Marx shakes his head. “Violence showed up uninvited. Don’t be such a damn coward.”

Tibo steps forward and says something to Marx, low enough I can’t make it out, but the way Marx tenses up, I know what’s coming. He reaches his arm back, twisting his body to swing, but Tibo doesn’t wait. He throws himself into Marx’s midsection. The two of them topple over, barely missing the fire, crashing to the ground, and everyone is so shocked at the display of violence they stand there frozen.

Me and Gideon and Aesop all make it to the scrum at the same time.

Gideon puts his hands up and says, “Guys, guys,” thinking that’s going to calm the fight. I look at Aesop and point to Tibo, and Aesop gets it, grabs Tibo behind the arms and pulls him away. Marx sees the opening and reaches his fist back, to slam it into Tibo’s gut. I lock my arm into his and yank him away. He spins and falls into me. I grab him by the shirt and throw him at a picnic table, climb on top of him, press my body into his.

I raise my arm, ready to drive my fist into his jaw.

See if maybe I can break it.

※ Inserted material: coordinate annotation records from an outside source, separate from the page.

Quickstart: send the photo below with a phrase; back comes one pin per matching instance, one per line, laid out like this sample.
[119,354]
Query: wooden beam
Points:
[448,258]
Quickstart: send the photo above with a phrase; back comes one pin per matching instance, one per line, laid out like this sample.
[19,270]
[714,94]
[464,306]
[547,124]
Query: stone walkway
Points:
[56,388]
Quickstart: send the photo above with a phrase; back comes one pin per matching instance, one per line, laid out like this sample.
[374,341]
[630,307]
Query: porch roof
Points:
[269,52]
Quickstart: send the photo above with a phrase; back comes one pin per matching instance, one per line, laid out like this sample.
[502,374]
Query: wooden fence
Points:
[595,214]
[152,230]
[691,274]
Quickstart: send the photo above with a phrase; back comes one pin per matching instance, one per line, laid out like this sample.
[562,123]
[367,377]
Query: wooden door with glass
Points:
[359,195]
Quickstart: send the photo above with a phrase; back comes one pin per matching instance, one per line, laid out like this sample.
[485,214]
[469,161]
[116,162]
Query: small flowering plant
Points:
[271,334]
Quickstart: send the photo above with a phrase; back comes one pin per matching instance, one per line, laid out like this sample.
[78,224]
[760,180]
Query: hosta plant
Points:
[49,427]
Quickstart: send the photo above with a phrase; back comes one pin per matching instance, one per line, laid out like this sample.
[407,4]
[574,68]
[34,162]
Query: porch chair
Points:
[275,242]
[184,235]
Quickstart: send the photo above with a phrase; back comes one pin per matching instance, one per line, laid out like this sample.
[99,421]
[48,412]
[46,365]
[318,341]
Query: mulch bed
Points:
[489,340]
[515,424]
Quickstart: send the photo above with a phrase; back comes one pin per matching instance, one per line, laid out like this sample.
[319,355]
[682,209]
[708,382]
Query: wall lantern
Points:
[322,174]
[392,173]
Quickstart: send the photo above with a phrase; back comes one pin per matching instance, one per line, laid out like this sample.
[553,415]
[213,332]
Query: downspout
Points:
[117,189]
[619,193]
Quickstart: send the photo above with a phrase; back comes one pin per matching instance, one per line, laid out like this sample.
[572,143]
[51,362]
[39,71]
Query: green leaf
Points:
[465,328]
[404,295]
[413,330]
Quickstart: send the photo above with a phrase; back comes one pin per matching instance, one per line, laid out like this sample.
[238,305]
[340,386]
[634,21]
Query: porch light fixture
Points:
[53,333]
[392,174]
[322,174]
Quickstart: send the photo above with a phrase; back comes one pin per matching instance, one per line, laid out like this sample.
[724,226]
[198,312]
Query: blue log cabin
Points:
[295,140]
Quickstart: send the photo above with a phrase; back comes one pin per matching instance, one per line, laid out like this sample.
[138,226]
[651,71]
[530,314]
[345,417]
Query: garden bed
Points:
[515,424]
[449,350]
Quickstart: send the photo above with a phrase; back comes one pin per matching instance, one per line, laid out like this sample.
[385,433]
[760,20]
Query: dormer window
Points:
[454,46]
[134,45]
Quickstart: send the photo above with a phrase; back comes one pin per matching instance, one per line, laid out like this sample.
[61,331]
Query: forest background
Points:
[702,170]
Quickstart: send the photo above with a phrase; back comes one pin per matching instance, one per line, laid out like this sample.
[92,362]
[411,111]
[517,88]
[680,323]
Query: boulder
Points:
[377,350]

I bet I can.

For a moment, there’s a flash of genuine fear in his eyes. I’m about to bring my fist down when I feel the lapping of the wave at my feet, threatening to engulf me, pull me under. I loosen my grip and he sees this moment of weakness, but before he can exploit it Tibo’s voice reverberates through the clearing.

“Enough!”

Again, everyone freezes. I drop my hand and Marx jumps up, pushes me away so that there’s a little distance between us. His stare is like a drill, boring into my skin. I return it in kind.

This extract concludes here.